You will find a range of views among scientists about the pet trade. Speaking only for myself, I regard it as fairly low on the list of evils that affect monitors in the wild. For almost all species, this trade is insignificant when compared to the rate and extent of habitat loss from logging, burning, population growth and other factors, and for some it is also insignificant when compared to the skin trade. What I am against is unsustainable uses, of any kind, simply because I would like to see monitors stick around in nature. The high-volume trade in WC or CH juveniles (as occurs for savs, Niles and some water monitors) can become unsustainable, though I am not aware of any strong evidence that this has occurred -- since these are low-value items at the originating end, collecting for export will tend to fall off if the animals become too uncommon in any particular place. At the other end of the spectrum, high-value species from restricted habitats (such as small islands) could suffer from unregulated trade, here because they may be worth enough at their point of origin for local collecting to persist, even though the animals become quite rare.

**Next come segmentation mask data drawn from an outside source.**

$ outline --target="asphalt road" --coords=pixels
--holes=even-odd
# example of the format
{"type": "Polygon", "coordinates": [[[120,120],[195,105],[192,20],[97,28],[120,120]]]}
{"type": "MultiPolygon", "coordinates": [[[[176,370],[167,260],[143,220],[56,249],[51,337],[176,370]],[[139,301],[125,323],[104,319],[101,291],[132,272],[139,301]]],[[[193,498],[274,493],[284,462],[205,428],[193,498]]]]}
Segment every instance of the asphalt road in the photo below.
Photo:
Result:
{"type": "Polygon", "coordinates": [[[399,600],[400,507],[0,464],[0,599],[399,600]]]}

I believe that this was the concern expressed about V. melinus early on, and about V. boehmei and V. macraei at present, for example. When there is no solid information about population densities and harvesting effects, it is reasonable that the countries of origin should take a conservative approach to the export trade -- hard to see how that would be controversial except to someone who really didn't give a rat's patootie about anything but getting some for himself. No doubt there are those people, but there is no particular reason to take their self-centered opinions seriously.
Contrary to what some folks here seem to think, scientists (whether they be 'evil taxonomists' or whatever) don't go and fill buckets with hundreds of dead monitors. That's a slightly different topic (why put any in a jar at all?), which I'll address in a separate post.
I don't keep large numbers of monitors, and I have bought some of those -- maybe half of all the monitors I've ever had were "free" (no monitor is free!) in the sense that someone else already had it and gave it to me. That's not different from any other keeper, I suppose, and some of the animals I've bought haven't been cheap. I am not sure where you get the ideas you are putting in your post, in fact.
I am opposed to unsustainable exploitation of wild populations, whether it be monitors or anchovies. That's all. I also agree with DK above that it is pretty funny (and not defensible) when someone feels that they have an intrinsic right to put their personal gain ahead of a concern about unsustainable uses. And of course government regulations are often stupid -- isn't that more widespread than CITES and so forth?